When water low in phosphorus is added to the inflow, the actual phosphorus load will increase, but the mean phosphorus concentration should decrease. Dilution or flushing washes out algal cells, but since the reproductive rate for algae is high (blooms form within days to a few weeks), only extremely high flushing rates will be effective without a significant dilution effect. A flushing rate of 10 to 15% of the lake volume per day is appropriate to minimize algal biomass build-up. That means that the entire volume of the lake has to be exchanged in about a week, which will be a tall order in anything but a smaller pond with a substantial source of additional water.

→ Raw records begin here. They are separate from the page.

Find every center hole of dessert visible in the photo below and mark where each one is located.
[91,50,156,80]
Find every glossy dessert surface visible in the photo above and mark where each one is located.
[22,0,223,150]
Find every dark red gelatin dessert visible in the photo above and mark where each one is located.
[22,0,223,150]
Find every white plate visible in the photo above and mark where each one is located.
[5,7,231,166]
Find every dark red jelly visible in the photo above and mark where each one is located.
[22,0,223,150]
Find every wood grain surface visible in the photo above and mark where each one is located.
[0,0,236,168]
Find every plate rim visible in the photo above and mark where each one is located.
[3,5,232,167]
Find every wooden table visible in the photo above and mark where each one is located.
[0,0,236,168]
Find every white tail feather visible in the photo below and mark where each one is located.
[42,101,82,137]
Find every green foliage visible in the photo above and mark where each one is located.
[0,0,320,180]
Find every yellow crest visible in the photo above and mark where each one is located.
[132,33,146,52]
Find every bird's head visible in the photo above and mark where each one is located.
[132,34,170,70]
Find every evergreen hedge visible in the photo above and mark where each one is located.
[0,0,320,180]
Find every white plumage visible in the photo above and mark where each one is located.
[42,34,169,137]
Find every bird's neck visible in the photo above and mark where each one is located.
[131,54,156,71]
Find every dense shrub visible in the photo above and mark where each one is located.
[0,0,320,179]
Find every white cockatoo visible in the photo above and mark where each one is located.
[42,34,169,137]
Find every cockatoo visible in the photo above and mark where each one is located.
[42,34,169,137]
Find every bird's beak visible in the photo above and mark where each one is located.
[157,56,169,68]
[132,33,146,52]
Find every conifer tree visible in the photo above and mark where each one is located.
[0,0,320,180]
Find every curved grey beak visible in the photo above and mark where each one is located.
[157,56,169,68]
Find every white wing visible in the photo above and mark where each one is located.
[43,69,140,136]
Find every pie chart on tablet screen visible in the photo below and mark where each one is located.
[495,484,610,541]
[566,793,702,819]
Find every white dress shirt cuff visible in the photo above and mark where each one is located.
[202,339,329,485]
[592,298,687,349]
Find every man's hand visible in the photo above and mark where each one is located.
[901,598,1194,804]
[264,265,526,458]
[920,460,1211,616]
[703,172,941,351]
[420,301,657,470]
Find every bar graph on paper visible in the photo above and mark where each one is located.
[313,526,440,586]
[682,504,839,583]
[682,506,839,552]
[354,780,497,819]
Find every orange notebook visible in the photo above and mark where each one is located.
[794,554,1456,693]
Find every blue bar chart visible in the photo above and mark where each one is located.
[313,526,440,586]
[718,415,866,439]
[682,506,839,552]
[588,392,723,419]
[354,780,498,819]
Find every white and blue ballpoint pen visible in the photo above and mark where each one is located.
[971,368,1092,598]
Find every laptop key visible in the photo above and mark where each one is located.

Outlet structures and downstream channels must be capable of handling the added discharge for this approach to be feasible.  Qualitative downstream impacts must also be considered.  Water used for dilution or flushing should be carefully monitored prior to use in the lake.  Application of this technique is most often limited by the lack of an adequate supply of water.

The classic example of successful flushing is Moses Lake in Washington, which is not a small pond, but had a lot of river water available to flush it. Gene Welch and other studied this project over many years and concluded that flushing worked well for both water quality management and biological improvements. Examples in New England are much harder to come by. The lake in Look Park in Northampton MA has been successfully flushed by diverting a nearby river through it when necessary, but that is the only example that comes to mind.

Dilution is even harder to implement, as it requires very clean water. With phosphates often used to meet the anti-corrosion rule under the Safe Drinking Water Act, use of a public water supply may not result in lower phosphorus concentrations. The MWRA has refilled at least one emergency supply reservoir after winter drawdown with water that might otherwise have gone to consumers, and it has improved the phosphorus concentration. Few such cases are known, however. And even where clean dilution water is available, this may not prevent cyanobacteria from growing at the sediment-water interface using nutrients available there, then rising in the water column to form a bloom when available phosphorus near the surface is minimal.

If dilution or flushing seems like a viable alternative for a lake, the following information is needed to evaluate potential success:

  • Accurate hydrologic and nutrient budgets to allow evaluation of potential benefits
  • Assessment of probable in-lake effects and an evaluation of downstream impacts
  • Reliability of source water
  • Routing information for new water source
  • Monitoring program to track changes in detention time, nutrient levels and water clarity

Factors favoring the use of this technique include:

  • Actual reduction in nutrient inputs from identifiable sources is not practical, either for technical or jurisdictional reasons
  • Water level fluctuation will not differ greatly from pre-treatment conditions
  • Adequate water of a suitable quality is available for dilution or flushing
  • Downstream problems with water quantity or quality will not be caused

Permits for such use of water are typically required, and potential applicants should consult with their local and state environmental agencies.

Warning: Public water may contain high P!

Moses Lake in Washington, successful flushing.